Im wirtschaftlichen und politischen Establishment wächst die Besorgnis, dass die UAW-Bürokratie nicht in der Lage sein wird, die Arbeiter von einem gemeinsamen Kampf in allen Werken, und nicht nur bei den Big Three, abzuhalten. Arbeiter des Zulieferers Dana Inc. erklärten der World Socialist Web Site, das Unternehmen habe ihnen am Mittwoch eine SMS geschickt, in der sie aufgefordert werden, zur Arbeit zu erscheinen – obwohl die Arbeiter bei Dana unter einem anderen Tarifvertrag arbeiten als die Big Three.

Darin hieß es: „Während die UAW ihre Verhandlungen fortsetzt, werden wir – unabhängig vom Ergebnis beim Auslaufen des Tarifvertrags – weiterhin in der morgigen Nachtschicht arbeiten.“

Der Kampf der US-Autoarbeiter ist Teil einer wachsenden Bewegung in den USA und auf der ganzen Welt. Arbeiter in Kanada, wo am 18. September ein Tarifvertrag für 18.000 Autoarbeiter ausläuft, berichten, sie hätten nichts von der Bürokratie der Gewerkschaft Unifor gehört. Der Tarifvertrag für 30.000 Autoarbeiter in Südkorea ist vor kurzem ausgelaufen, auch droht den Arbeitern ein massiver Stellenabbau bei der Umstellung auf Elektrofahrzeuge. Diesen Monat läuft das Tarifabkommen für 150.000 Auto- und Metallarbeiter in der Türkei aus.

Bei Blue Cross Shield in Michigan streiken derzeit 1.400 UAW-Mitglieder, hunderte weitere bei Dometic in Pottstown (Pennsylvania).

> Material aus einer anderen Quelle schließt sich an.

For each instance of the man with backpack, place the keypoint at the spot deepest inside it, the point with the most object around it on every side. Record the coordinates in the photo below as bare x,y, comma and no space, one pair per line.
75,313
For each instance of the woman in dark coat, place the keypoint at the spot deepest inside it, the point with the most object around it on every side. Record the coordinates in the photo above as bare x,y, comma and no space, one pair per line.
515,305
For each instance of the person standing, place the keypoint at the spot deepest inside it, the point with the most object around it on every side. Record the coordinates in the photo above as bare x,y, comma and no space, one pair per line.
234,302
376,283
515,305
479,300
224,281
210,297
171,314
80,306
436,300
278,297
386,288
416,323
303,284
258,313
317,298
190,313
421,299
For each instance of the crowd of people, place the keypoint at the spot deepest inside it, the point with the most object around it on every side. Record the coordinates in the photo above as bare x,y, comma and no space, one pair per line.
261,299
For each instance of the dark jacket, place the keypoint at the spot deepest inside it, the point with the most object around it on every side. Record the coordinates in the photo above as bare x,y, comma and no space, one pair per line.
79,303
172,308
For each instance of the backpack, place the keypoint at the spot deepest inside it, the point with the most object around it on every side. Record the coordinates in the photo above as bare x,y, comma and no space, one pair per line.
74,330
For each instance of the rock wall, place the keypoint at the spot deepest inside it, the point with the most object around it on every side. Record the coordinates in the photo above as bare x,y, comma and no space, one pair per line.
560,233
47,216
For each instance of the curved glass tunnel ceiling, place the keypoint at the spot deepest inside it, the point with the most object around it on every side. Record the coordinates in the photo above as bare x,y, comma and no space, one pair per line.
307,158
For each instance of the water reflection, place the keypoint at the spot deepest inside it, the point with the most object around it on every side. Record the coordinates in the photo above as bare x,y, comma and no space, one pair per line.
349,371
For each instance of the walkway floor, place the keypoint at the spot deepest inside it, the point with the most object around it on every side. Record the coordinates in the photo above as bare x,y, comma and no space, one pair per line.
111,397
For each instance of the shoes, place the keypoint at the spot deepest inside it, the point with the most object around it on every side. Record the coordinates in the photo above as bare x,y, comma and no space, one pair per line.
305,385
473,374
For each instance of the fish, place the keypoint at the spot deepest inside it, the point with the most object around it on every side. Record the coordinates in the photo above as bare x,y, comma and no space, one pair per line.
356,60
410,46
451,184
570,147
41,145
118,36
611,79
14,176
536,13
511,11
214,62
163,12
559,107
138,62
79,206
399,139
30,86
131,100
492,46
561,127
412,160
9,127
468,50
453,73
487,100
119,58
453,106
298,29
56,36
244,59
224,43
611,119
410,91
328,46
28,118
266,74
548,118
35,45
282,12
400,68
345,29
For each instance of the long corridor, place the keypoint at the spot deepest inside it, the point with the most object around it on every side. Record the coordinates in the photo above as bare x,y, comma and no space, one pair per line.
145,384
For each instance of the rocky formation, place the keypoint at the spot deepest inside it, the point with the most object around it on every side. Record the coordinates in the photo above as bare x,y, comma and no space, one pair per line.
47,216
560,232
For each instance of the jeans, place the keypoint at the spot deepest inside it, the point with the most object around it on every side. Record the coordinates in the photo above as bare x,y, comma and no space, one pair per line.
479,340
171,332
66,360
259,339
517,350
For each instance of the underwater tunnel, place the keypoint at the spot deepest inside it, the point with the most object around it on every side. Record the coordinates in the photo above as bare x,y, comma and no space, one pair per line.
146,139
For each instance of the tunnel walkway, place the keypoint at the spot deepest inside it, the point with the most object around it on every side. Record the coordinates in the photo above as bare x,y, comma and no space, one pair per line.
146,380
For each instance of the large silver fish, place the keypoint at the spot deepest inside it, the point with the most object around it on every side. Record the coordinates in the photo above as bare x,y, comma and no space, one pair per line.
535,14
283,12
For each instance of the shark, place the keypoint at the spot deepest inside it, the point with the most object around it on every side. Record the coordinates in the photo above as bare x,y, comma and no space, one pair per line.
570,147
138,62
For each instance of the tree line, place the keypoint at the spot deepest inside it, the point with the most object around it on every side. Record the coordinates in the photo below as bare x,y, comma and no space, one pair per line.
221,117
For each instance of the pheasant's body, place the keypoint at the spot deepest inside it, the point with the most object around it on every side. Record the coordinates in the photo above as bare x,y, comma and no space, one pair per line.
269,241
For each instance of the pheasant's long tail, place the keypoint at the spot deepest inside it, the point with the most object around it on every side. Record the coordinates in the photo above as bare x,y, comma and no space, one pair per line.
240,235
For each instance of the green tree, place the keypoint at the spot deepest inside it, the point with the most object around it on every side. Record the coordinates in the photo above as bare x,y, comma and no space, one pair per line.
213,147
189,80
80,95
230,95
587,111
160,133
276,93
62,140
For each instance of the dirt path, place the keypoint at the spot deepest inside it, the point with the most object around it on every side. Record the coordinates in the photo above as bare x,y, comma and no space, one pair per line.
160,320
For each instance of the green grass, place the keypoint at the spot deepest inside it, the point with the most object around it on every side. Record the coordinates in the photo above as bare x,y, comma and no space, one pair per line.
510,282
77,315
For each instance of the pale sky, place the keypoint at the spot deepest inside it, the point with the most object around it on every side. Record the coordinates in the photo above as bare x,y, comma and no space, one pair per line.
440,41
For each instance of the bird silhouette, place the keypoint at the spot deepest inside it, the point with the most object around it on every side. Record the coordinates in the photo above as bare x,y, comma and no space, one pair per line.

Der Zeitpunkt für einen vereinten Kampf ist günstig, da alleine in den USA in den kommenden Wochen die Tarifverträge von Zehntausenden von UAW-Mitgliedern auslaufen, darunter:

  • beim Zuliefererbetrieb Yangfeng läuft der die Tarifvertrag am 15. September aus,
  • bei Kendrick Plastics in Grand Rapids (Michigan) am 15. September,
  • der Tarifvertrag der Casinobeschäftigten in Las Vegas lief am 3. September aus,
  • beim Teilelieferanten Flex-N-Gate in Grande Prairie (Texas) am 1. Oktober,
  • bei Mack Trucks am 1. Oktober,
  • beim Zuliefererbetrieb Ohio Mayco am 1. Oktober,
  • bei General Dynamics am 22. Oktober,
  • beim Getriebewerk Allison in Indianapolis (Indiana) läuft der Tarifvertrag am 14. November aus.

Um die Stärke der Arbeiter zu mobilisieren, ist es notwendig, sich Fains Anweisung zu widersetzen, dass 99 Prozent der Mitglieder weiterarbeiten sollen und nur zwei vollständige Werke bestreikt werden. Die Arbeiter müssen in der Fabrik und in den sozialen Netzwerken miteinander sprechen und Ad-Hoc-Komitees mit ihren Kollegen bilden, um gemeinsame Aktionen zu planen.